Seeing individuals going through challenging moments in isolation has been earning glowing comparisons to Netflix's smash-hit dating show "Love is Blind." In the latter series, strangers try to forge romantic bonds with each other and even propose marriage. But in a similar twist, these chapters of a potential love storie play out without the partners meeting each other first. "Secret Chef" contestant Stephenie Simmons told The Seattle Times that the show seems like a cross between "Love is Blind" and "Top Chef," but in the end, is so much more. "You'll see from the first episode that what happens is not really what you expect. It was a game game."

So it's a cooking show with a new gimmick — why should I care?

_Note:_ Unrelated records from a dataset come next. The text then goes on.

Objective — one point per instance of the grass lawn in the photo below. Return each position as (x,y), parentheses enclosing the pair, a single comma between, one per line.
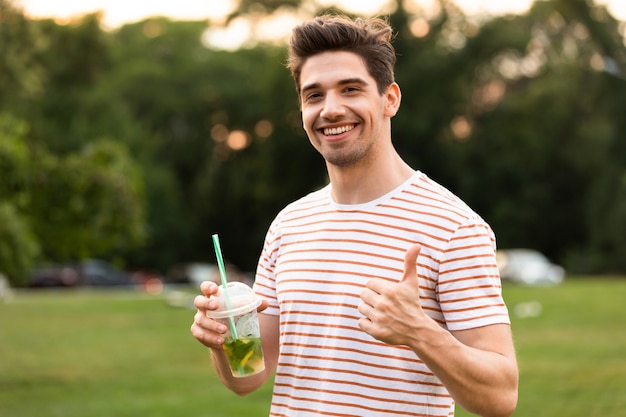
(117,354)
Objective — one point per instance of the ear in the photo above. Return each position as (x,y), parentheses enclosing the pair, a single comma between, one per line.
(393,97)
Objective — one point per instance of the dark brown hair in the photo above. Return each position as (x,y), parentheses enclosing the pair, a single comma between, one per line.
(368,38)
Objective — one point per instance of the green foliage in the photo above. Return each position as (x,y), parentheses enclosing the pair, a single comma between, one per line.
(88,203)
(127,354)
(18,246)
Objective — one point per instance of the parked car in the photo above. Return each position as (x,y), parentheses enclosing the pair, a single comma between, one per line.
(528,266)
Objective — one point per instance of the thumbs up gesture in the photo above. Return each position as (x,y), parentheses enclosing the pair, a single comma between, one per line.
(392,311)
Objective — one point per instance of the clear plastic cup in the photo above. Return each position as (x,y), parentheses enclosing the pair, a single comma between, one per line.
(244,352)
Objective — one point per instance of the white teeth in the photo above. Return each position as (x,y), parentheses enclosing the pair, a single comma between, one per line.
(338,130)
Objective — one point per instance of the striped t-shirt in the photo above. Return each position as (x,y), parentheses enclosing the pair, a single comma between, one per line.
(318,256)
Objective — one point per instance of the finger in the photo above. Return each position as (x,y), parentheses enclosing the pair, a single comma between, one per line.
(376,285)
(410,263)
(366,325)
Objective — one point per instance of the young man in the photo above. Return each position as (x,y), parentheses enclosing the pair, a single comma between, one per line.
(381,291)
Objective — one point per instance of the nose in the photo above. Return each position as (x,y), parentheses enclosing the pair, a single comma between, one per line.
(333,107)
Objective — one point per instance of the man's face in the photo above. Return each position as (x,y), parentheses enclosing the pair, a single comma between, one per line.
(343,114)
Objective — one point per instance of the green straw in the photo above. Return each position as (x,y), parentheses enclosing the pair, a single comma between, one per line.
(220,263)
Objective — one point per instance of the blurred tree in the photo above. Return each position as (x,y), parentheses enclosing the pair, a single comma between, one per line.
(519,115)
(19,247)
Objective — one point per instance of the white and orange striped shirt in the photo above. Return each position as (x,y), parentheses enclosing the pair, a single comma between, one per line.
(317,257)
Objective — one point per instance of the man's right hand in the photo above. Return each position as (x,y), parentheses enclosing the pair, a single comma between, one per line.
(206,330)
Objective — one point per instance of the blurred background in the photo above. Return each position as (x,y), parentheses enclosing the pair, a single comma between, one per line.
(130,133)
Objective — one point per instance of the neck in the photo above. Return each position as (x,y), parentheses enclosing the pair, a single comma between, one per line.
(365,182)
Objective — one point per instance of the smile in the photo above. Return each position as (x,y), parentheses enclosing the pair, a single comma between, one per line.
(338,130)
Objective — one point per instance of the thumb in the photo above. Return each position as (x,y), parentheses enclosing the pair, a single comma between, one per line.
(410,267)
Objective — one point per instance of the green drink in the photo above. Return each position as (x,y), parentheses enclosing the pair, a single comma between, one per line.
(245,355)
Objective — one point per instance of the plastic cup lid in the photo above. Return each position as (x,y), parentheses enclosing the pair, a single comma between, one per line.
(242,300)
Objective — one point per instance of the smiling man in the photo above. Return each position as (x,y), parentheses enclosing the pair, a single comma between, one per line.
(381,291)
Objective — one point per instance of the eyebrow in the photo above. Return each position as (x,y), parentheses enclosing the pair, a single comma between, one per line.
(346,81)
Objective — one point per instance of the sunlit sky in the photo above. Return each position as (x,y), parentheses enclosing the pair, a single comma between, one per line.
(119,12)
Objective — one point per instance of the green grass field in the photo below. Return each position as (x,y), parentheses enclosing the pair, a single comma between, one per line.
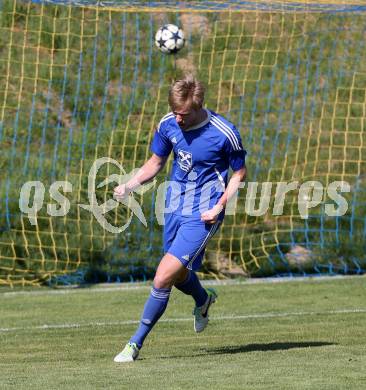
(290,335)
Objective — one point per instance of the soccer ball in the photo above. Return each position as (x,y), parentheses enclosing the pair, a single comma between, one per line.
(169,39)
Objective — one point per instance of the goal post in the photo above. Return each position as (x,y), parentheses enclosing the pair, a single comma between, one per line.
(82,80)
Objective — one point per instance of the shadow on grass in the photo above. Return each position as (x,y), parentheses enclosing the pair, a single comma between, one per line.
(233,349)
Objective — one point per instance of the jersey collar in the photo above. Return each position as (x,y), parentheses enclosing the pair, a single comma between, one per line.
(203,123)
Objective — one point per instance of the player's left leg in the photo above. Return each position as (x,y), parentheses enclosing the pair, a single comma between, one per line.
(189,247)
(169,271)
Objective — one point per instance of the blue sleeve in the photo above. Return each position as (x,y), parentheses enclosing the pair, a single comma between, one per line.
(235,151)
(161,144)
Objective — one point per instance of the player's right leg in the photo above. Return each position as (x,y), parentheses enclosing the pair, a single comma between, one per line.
(170,269)
(189,246)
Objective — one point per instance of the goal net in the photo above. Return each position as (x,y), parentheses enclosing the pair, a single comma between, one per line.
(82,80)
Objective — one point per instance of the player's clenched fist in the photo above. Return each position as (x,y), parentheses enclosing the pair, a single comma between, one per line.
(120,192)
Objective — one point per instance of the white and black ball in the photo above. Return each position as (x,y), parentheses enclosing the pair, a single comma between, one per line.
(169,39)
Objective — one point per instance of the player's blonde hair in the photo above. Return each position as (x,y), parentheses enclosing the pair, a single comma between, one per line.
(187,92)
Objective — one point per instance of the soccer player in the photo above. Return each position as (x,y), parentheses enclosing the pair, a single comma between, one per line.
(205,145)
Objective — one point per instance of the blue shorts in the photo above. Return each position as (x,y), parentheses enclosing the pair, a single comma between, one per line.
(186,237)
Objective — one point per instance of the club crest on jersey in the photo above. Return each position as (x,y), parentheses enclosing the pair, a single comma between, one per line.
(185,160)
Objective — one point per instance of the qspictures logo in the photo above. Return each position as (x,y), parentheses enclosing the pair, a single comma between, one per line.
(258,200)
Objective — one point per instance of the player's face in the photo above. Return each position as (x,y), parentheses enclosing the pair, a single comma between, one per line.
(186,117)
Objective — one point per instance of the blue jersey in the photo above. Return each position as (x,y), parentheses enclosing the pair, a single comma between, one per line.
(202,157)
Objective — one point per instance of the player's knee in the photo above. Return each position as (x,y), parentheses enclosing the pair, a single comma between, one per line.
(163,281)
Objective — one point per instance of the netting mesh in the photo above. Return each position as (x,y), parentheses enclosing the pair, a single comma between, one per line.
(82,80)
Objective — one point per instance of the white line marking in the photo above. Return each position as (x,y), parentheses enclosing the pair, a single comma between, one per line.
(184,319)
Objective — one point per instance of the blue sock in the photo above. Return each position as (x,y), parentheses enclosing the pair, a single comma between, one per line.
(192,286)
(153,310)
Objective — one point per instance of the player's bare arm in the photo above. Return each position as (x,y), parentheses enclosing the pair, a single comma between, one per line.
(210,216)
(147,172)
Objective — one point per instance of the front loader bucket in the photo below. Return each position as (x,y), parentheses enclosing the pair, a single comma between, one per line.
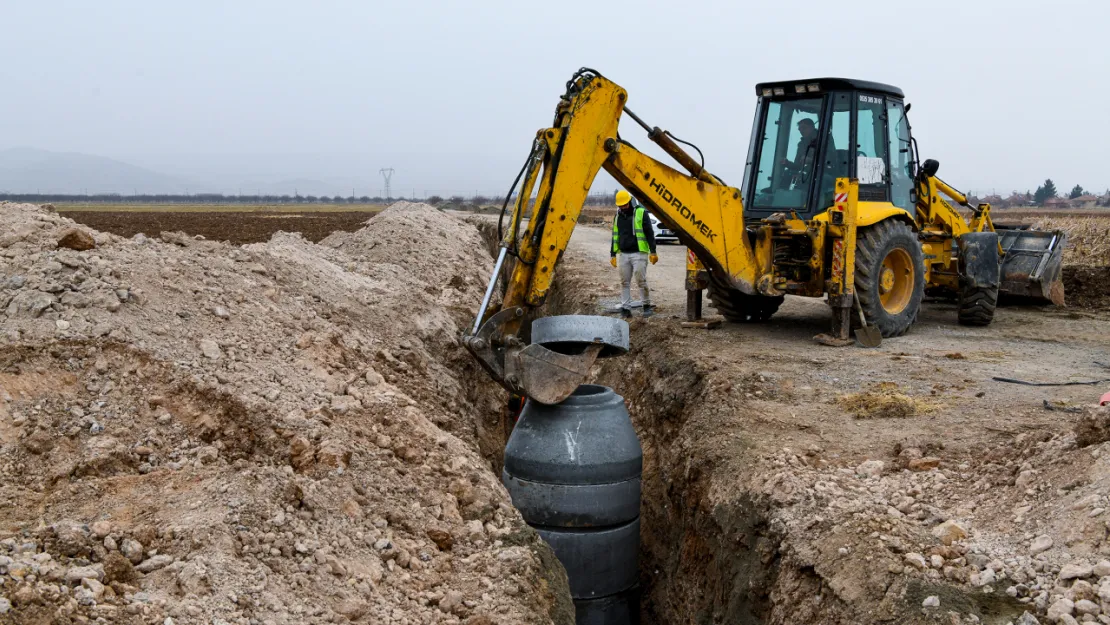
(1032,263)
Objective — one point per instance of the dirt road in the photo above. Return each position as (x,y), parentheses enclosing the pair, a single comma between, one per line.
(949,363)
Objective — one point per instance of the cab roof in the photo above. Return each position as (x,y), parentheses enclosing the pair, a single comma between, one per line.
(788,87)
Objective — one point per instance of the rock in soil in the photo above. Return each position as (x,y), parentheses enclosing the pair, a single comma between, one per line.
(179,454)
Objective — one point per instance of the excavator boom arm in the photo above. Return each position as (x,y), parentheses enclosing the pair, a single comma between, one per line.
(584,141)
(562,165)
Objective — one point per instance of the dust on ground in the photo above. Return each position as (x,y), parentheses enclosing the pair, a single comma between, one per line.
(278,433)
(768,500)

Two words. David. Chang. The impresario behind the Momofuku empire, Netflix's "Ugly Delicious," and the guy most people blame/thank for rehabilitating the Brussels Sprout, is an Executive Producer on "Secret Chef." The consistently kitsch, yet tense feel and aesthetic of the show speaks to the work of a large team of creatives over at Vox Media, but there are some names in every industry that cause people to take notice, and Chang's is that for food.

Whether it's innovating instant ramen into gnocchi, serving fried chicken at his Michelin-starred restaurants (sometimes cold, sometimes with caviar), or being a longtime advocate for MSG and microwave-friendly cooking at home, Chang doesn't care for culinary orthodoxy. But each seemingly maverick move has paid off because it is done thoughtfully and with purpose.

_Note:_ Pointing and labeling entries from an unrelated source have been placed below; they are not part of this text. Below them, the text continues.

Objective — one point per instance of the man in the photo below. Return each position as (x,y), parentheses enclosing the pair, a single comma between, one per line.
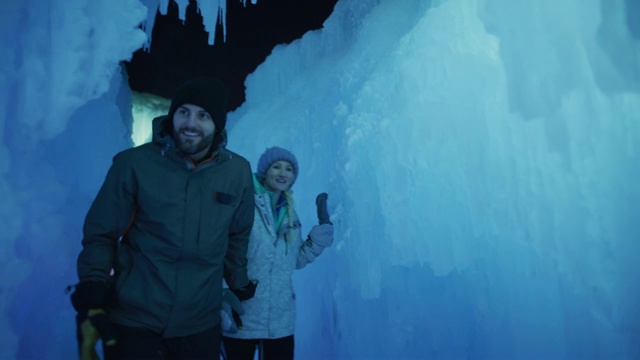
(172,219)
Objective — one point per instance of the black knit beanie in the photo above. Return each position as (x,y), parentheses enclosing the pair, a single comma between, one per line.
(208,93)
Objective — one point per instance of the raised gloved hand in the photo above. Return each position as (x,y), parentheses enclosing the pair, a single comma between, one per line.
(92,322)
(321,206)
(246,292)
(230,313)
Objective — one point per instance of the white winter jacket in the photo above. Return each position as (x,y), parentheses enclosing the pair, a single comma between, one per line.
(271,260)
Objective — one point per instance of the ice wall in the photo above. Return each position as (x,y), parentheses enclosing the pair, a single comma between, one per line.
(64,111)
(483,161)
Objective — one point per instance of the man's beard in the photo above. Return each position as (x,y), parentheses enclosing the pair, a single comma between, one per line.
(192,146)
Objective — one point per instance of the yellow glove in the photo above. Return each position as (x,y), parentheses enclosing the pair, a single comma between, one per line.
(90,335)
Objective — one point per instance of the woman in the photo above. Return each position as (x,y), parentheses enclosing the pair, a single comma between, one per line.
(276,249)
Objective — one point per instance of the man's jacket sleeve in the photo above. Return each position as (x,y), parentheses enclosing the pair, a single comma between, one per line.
(235,264)
(111,212)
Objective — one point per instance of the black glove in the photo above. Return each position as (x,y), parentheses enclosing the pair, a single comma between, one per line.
(246,292)
(88,299)
(230,312)
(321,205)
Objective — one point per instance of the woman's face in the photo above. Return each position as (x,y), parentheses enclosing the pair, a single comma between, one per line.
(279,176)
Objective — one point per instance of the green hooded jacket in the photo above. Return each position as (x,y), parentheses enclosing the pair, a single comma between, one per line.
(163,232)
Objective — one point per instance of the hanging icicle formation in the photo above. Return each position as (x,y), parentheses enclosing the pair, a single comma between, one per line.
(212,11)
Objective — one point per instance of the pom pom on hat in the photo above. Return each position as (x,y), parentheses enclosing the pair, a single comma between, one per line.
(274,154)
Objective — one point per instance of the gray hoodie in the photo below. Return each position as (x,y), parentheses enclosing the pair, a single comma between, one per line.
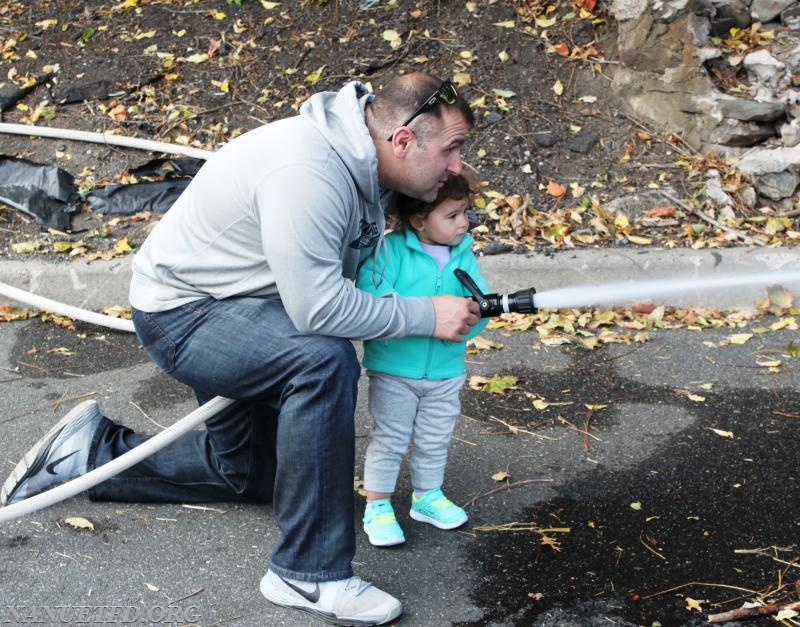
(285,211)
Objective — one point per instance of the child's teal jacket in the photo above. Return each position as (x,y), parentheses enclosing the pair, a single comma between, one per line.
(409,271)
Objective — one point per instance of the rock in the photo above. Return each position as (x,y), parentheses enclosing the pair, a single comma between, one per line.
(766,73)
(545,139)
(773,172)
(715,191)
(583,141)
(790,17)
(729,132)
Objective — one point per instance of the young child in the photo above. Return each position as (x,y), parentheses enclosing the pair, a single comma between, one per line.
(414,382)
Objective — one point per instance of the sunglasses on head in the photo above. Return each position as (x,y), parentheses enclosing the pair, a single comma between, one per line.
(447,92)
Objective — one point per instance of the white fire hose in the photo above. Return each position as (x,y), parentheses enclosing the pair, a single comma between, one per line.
(115,466)
(157,442)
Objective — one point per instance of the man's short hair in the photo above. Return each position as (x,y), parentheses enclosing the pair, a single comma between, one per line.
(402,96)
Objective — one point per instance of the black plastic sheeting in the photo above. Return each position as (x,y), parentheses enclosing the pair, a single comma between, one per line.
(48,193)
(45,192)
(155,196)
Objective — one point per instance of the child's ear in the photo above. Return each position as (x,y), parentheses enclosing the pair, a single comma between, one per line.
(417,222)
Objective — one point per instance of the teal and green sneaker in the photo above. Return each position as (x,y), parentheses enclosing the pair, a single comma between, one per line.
(435,508)
(381,525)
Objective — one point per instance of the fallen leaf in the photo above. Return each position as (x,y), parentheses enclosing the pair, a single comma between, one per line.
(664,211)
(556,190)
(786,614)
(561,49)
(552,543)
(721,433)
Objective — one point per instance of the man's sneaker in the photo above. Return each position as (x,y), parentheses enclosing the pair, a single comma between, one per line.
(343,602)
(435,508)
(381,525)
(59,456)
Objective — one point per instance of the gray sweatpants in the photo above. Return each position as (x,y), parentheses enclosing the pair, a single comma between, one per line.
(420,412)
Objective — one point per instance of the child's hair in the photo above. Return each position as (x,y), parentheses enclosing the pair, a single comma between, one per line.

The same instinct can be seen in "Secret Chef." Episodes still challenge the contestants in new and entertaining ways. But the central intrigue of secrecy, the 'labyrinth' setting, and the inevitability of the contestants beginning to speculate about matching identities to cooking styles is what makes it stand out. We're all used to sitting on the sofa saying how badly the chefs or bakers are doing at this week's recipe, and "Secret Chef" has plenty of that. But what we really watch reality TV for is the stories, and "Secret Chef" opens up whole new worlds of potential cooking strategies and deceptions. It could be a game-changer.